Did they reformulate it recently? I tried it about 3 years ago and although it smelled like leather city (a good thing), it was pretty damn greasy and didn't seem to do anything as far as softening up the leather. No products have and I've tried most and some of the strangest. I guess 1Z and LM are next up. I think the whole leather-care business is ass deep in sham. Too much marketing and not enough science. In fact precious little to no science. I've researched the crap out of this and that has led me to the National Archives (where they have leather stuff they desperately want to preserve) to the Leather Institute in England which seems like a good ol boy club. No one getting down to the cellar level - doing hard science. I'm beginning to view leather care like woman's skin care products. Very similar in fact. I've even tried skin care products on leather. Ya, I'm pretty disgusted with the whole business.

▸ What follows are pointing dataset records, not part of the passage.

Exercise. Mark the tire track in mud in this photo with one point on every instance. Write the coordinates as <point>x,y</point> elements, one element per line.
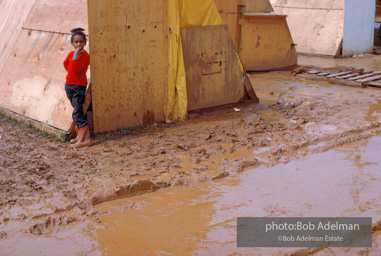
<point>186,153</point>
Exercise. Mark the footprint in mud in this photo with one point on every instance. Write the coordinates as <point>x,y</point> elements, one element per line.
<point>51,224</point>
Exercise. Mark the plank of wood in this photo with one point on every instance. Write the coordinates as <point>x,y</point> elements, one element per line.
<point>313,72</point>
<point>369,79</point>
<point>375,84</point>
<point>333,80</point>
<point>218,80</point>
<point>128,78</point>
<point>339,74</point>
<point>347,76</point>
<point>372,73</point>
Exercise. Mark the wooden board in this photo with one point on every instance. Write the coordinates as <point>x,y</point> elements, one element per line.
<point>266,43</point>
<point>12,17</point>
<point>231,10</point>
<point>311,4</point>
<point>212,69</point>
<point>57,15</point>
<point>323,22</point>
<point>33,78</point>
<point>128,63</point>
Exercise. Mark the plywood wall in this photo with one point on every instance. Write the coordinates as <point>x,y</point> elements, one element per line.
<point>229,10</point>
<point>12,17</point>
<point>57,15</point>
<point>33,78</point>
<point>212,69</point>
<point>266,43</point>
<point>323,21</point>
<point>128,62</point>
<point>33,45</point>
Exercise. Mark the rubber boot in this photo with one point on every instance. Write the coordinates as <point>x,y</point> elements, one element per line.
<point>83,138</point>
<point>76,138</point>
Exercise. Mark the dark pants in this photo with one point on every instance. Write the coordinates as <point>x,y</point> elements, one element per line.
<point>76,94</point>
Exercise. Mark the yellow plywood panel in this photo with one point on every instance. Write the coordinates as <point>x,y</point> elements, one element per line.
<point>212,69</point>
<point>57,15</point>
<point>266,43</point>
<point>257,6</point>
<point>32,81</point>
<point>322,29</point>
<point>128,63</point>
<point>311,4</point>
<point>378,11</point>
<point>12,17</point>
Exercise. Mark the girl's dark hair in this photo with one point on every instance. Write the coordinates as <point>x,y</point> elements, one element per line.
<point>78,31</point>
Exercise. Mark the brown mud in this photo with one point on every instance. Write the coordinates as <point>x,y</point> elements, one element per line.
<point>156,190</point>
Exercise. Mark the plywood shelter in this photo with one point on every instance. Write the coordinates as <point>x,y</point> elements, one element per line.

[I think the whole leather-care business is ass deep in sham. Too much marketing and not enough science. In fact precious little to no science. I've researched the crap out of this and that has led me to the National Archives (where they have leather stuff they desperately want to preserve) to the Leather Institute in England which seems like a good ol boy club.] One of the reason that I put together this article "Automotive Leather Care" in the detailing school section
I appreciate your work. However, there are some unanswered questions. On unprotected spray dyed (opposed to vat dried which hasn't happened in 30+ years) leathers... We're talking high-end non-plastic covered leather - you mention what is said everywhere. The spray-on coloring natural leather goes through is a pretty effective barrier to water based hydration products. Like I said, I'll be calling Phil to order up LM as that seems to be the gold standard. But I've tried many of these including Leatherique, Griot's, Lexol and others with very limited success on older leather that didn't drive off the showroom floor in the last few years. For me, I suppose this is a little more pressing that someone looking to spiff up the 08 Beemer. Face it, you can abuse the crap out of just about any leather for a 10 years before you've got a real problem. My leathers are over 20 years old. Leather tends to shrink over a couple of decades, placing stress on hard folds (where stitching is), side and thigh bolsters. These stresses lead to cracks and then a split. I lost a nice seat at a seam when a "hefty" person sat in it. The Ferrari guys I know just suck it up on their vintage cars and a 5-10K re-skin is not a tough call on a '66 330GT that rings out at $100K. If you've got a pre 90's non-supercar Jag/M-B/BMW/Peugeot/Alfa/Citroen, etc, you just live with trashed leather. Leather restoring isn't something that happens on new cars. "Rejuvinators", "Conditioners", etc. which promise this with flowery prose have left me "hard" on the subject. To cut to the brass tacks - any idiot can make their new leather look nice because new leather IS nice. If you are old and were the smart guy who drove the car off the lot in 77 and gently cleaned & hydrated it every 45 days since, then it still might look nice. But there is an unsolved issue with deterioration and hydration on old leather - your yeoman's article notwithstanding.